Now it used to be … that help was on the horizon. New forms of communication would provide new outlets to bypass the increasingly shrill tenor of the traditional media. In fact, the new forms can be even more pernicious, less balanced, more intent on the latest conspiracy theory multiplied by five.
But here is also the opportunity. At present we are all being dragged by the way media and public life interact. Trust in journalists is not much above that in politicians. Yet there is a market in providing serious, balanced news; there is a desire for impartiality. The way that people get their news may be changing, but the thirst for news being real news is not.
The media of course — understandably, in a way — will fear that any retreat from impact will mean diminishing sales. But the opposite can be the case. They need to reassert their own selling point in this new communication age, the distinction between news and comment….
It is sometimes said that the media is accountable daily through the choice of readers and viewers, and of course that is true, up to a point. But the reality is that the viewers or readers have no objective yardstick to measure what they are being told. In every other walk of life in our society that exercises power there are external forms of accountability, not least, of course, through the media itself.
So it is true politicians are accountable through the ballot box every few years, but they are also profoundly accountable daily — rightly — through the media, which is why a free press is so important.

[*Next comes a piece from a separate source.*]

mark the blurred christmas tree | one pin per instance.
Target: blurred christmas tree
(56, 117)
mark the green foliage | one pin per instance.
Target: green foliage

I am not in a position to determine this one way or another, but a way needs to be found. I do believe this relationship between public life and the media is now damaged in a manner that requires repair. The damage saps the country’s confidence and self-belief, it undermines its assessment of itself and its institutions, and above all, it reduces our capacity to take the right decisions in the right spirit for our future.
So those are my thoughts. I have made the speech, after much hesitation. I know it will be rubbished in certain quarters, but I also know this needed to be said, and so I have said it.